Kiss were also involved in plotting the comic, according to Simmons: "I throw something to Todd, he throws it back. I'm always kept in the loop, but I leave Todd to his own devices when it comes to actual production and taking things the final step."

==Characters==
The following descriptions are taken from the comic:

The Demon - Lord of the Wasteland - Creature of fire and shadow, blood and thunder. He embodies vengeance and terror, the darkest impulses of mortal souls, but also the purgative flames of rebirth, destruction that precedes creation. His is the element of fire.

Host: Johnathon Blackwell the Ringmaster

The Starbearer - Prince of Hearts - He who draws from the deep wells of the soul and emotion, bringer of passion and pain. He can move a heart to tender love or murderous rage. His is the element of water.

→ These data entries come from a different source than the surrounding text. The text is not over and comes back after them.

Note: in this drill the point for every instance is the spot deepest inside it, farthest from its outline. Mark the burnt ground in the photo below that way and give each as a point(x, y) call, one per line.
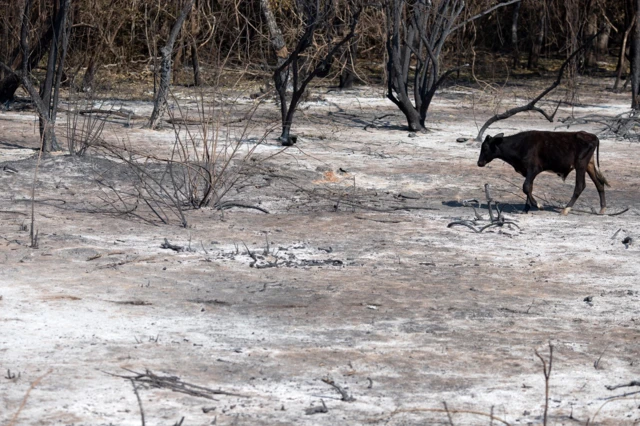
point(353, 277)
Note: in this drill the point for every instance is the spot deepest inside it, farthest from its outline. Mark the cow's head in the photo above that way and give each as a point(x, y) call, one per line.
point(490, 149)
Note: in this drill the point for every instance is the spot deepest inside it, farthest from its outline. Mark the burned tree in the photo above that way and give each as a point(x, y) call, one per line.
point(416, 33)
point(311, 57)
point(635, 60)
point(166, 51)
point(45, 100)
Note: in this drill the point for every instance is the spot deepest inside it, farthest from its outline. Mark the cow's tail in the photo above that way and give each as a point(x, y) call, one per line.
point(599, 174)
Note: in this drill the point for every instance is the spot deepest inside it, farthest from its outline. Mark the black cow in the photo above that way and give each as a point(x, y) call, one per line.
point(531, 153)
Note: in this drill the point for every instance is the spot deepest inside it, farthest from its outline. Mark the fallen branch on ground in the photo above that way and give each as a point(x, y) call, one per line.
point(497, 220)
point(174, 383)
point(343, 393)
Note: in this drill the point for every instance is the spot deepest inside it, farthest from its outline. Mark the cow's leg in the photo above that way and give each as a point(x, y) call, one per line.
point(580, 184)
point(527, 188)
point(591, 169)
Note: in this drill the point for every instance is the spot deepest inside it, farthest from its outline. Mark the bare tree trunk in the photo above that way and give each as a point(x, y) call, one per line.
point(536, 45)
point(90, 73)
point(46, 101)
point(621, 57)
point(602, 43)
point(635, 61)
point(178, 59)
point(347, 76)
point(12, 81)
point(165, 67)
point(514, 35)
point(195, 63)
point(591, 59)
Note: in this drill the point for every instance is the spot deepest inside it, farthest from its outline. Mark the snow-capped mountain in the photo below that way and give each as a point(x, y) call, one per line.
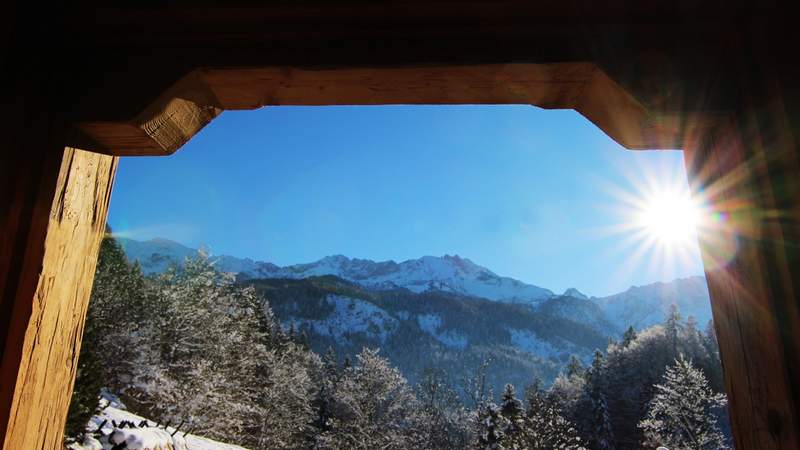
point(639, 306)
point(574, 293)
point(447, 273)
point(643, 306)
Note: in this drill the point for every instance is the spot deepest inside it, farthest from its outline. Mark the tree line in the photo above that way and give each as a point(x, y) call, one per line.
point(193, 347)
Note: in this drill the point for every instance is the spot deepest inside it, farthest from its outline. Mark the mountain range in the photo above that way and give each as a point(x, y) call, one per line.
point(445, 312)
point(639, 306)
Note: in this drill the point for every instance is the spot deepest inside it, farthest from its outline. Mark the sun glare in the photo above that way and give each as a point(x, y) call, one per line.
point(670, 218)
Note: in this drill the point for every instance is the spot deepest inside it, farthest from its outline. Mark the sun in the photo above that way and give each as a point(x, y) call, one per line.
point(670, 218)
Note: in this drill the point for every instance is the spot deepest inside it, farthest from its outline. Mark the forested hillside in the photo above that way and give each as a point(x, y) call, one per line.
point(417, 331)
point(194, 347)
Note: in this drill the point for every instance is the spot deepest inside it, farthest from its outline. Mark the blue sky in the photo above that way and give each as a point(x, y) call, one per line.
point(534, 194)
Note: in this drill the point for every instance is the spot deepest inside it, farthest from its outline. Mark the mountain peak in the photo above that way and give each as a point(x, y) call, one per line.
point(575, 293)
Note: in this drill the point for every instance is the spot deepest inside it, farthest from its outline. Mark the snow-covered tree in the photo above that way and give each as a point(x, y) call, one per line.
point(373, 407)
point(492, 428)
point(681, 415)
point(514, 413)
point(545, 426)
point(629, 336)
point(600, 435)
point(443, 422)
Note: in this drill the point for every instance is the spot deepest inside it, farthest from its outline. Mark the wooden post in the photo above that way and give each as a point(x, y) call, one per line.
point(746, 168)
point(52, 225)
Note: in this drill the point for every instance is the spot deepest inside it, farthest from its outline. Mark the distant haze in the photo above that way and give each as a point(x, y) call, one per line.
point(523, 191)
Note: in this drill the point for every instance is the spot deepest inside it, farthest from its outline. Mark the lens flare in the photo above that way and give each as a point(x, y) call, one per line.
point(671, 218)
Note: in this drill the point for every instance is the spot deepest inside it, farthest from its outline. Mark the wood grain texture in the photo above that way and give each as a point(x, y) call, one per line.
point(55, 314)
point(195, 100)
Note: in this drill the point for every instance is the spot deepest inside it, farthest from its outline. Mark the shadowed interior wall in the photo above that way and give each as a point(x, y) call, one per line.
point(717, 79)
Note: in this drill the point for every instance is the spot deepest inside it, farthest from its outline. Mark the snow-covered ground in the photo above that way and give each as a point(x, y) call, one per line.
point(144, 438)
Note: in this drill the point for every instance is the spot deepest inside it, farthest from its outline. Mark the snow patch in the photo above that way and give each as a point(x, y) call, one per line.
point(144, 438)
point(528, 342)
point(431, 323)
point(351, 315)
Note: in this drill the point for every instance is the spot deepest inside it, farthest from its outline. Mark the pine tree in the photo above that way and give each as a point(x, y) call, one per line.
point(628, 337)
point(514, 414)
point(672, 326)
point(600, 434)
point(492, 428)
point(681, 415)
point(545, 425)
point(575, 367)
point(444, 422)
point(372, 401)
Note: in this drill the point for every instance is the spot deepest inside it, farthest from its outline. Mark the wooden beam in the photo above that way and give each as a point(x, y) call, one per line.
point(48, 263)
point(196, 99)
point(746, 169)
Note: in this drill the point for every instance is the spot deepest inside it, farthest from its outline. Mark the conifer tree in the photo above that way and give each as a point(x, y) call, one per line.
point(545, 425)
point(628, 337)
point(600, 434)
point(492, 426)
point(514, 413)
point(681, 415)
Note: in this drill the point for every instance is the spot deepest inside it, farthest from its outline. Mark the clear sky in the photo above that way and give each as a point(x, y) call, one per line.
point(538, 195)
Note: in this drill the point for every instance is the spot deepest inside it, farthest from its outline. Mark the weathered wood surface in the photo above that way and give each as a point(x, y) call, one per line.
point(743, 303)
point(198, 98)
point(47, 323)
point(143, 80)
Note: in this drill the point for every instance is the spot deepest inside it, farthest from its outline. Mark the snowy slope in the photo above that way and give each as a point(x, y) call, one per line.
point(640, 306)
point(144, 438)
point(446, 273)
point(643, 306)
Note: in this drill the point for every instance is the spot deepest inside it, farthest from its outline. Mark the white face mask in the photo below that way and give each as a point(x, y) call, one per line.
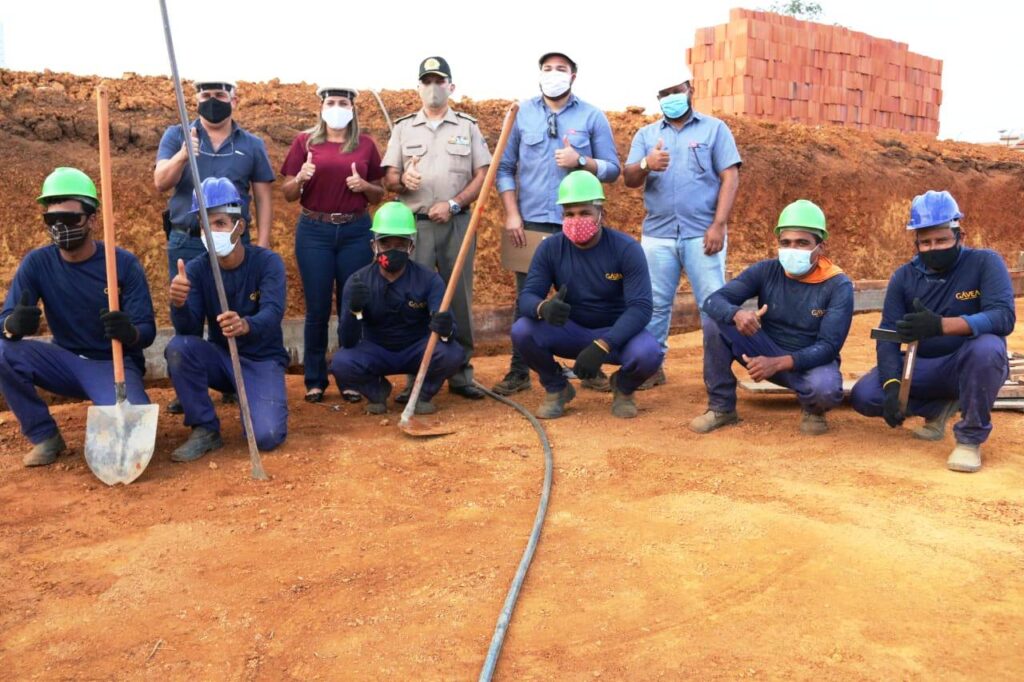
point(336, 118)
point(555, 83)
point(223, 243)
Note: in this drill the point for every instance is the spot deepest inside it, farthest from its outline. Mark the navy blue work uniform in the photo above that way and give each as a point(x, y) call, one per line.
point(255, 290)
point(78, 363)
point(393, 333)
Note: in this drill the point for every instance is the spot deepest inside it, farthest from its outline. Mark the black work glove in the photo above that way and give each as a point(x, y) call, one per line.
point(589, 361)
point(24, 320)
point(922, 324)
point(555, 310)
point(358, 295)
point(890, 407)
point(117, 325)
point(442, 323)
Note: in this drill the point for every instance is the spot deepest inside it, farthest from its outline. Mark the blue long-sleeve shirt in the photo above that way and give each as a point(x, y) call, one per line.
point(528, 162)
point(255, 290)
point(73, 295)
point(398, 312)
point(811, 321)
point(977, 288)
point(608, 284)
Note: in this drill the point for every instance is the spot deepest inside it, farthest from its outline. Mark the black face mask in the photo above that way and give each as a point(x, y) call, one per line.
point(393, 260)
point(214, 110)
point(940, 259)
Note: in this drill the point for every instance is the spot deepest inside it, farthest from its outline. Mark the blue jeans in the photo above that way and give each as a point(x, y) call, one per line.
point(973, 375)
point(25, 365)
point(327, 255)
point(818, 389)
point(539, 342)
point(197, 366)
point(667, 258)
point(366, 365)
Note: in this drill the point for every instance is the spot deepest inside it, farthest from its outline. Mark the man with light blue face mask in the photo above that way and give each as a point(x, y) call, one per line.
point(688, 165)
point(254, 285)
point(805, 306)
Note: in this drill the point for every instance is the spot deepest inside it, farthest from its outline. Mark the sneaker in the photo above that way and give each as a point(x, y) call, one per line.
point(712, 420)
point(512, 384)
point(965, 458)
point(656, 380)
point(201, 441)
point(936, 428)
point(554, 403)
point(813, 424)
point(45, 453)
point(623, 406)
point(598, 383)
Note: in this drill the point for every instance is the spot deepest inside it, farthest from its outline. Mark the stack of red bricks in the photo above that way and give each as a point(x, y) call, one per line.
point(773, 67)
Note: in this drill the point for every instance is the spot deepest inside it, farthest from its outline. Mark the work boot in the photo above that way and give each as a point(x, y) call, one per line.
point(813, 424)
point(966, 458)
point(936, 428)
point(512, 384)
point(201, 441)
point(657, 379)
point(623, 406)
point(45, 453)
point(712, 420)
point(554, 403)
point(598, 383)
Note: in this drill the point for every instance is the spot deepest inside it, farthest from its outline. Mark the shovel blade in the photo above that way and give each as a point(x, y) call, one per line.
point(120, 439)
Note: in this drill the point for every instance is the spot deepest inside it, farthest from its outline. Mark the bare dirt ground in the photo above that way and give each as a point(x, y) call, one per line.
point(751, 553)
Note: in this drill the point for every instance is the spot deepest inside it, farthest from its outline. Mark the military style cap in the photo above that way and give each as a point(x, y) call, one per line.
point(435, 66)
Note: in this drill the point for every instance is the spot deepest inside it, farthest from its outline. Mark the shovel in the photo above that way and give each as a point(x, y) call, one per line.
point(119, 438)
point(408, 424)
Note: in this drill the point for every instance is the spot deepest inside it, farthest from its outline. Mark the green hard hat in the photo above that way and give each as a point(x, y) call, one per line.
point(803, 214)
point(580, 186)
point(70, 182)
point(394, 219)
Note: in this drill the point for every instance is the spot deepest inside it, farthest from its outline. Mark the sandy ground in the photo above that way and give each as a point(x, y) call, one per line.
point(751, 553)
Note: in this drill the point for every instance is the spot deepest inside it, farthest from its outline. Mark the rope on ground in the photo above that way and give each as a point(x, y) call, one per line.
point(520, 574)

Host: Fortunado L'Etoile the Jester

King of Beasts - Lord of the Hunt - Personifies the primal animal instinct, the rough
beast that stirs in each of us. Embracing instinct rather than intellect, he knows neither cruelty nor mercy. His is the element of earth.

Host: Tiberius MacLir the Animal Wrangler

The Celestial - Scion of the Cosmos - Represents the principles of universal balance, the
ultimate harmony of the cosmos. Observes situations dispassionately and sees all sides of a dilemma. His is the element of air.

Host: Matthew Stargrave the Stiltwalker

Adam Moon Adam Moon is a supporting character that's reappeared multiple times in the series, including in issue 1 and 2 and 29, 30, 31. He is a young boy whose dad beats him and hates his life and town. The Demon was the member of the Elder that reached out to him.

Kismet Kismet is a "disappearing girl" who's had weird dreams about running down a hall, putting on a mask and coming to a door with the Elder sigils on it. She reappears multiple times in the comics, but first appears in issue 4. She becomes a member of the circus.

Madam Raven A witch who is damned to the Psycho Circus. She is usually the first member of the circus to speak to any mortal character, and is a Fortune Teller at the circus. She appears in almost every issue, and is one of the biggest characters in the comics.

==Video game==
The comic book spawned the first-person shooter video game Kiss: Psycho Circus: The Nightmare Child, which featured many characters from the comic book. It was released on PC and later ported to Dreamcast. It was very popular among Kiss fans but critically it sits with an average score of 71% for the PC version and 52% on Dreamcast according to GameRankings.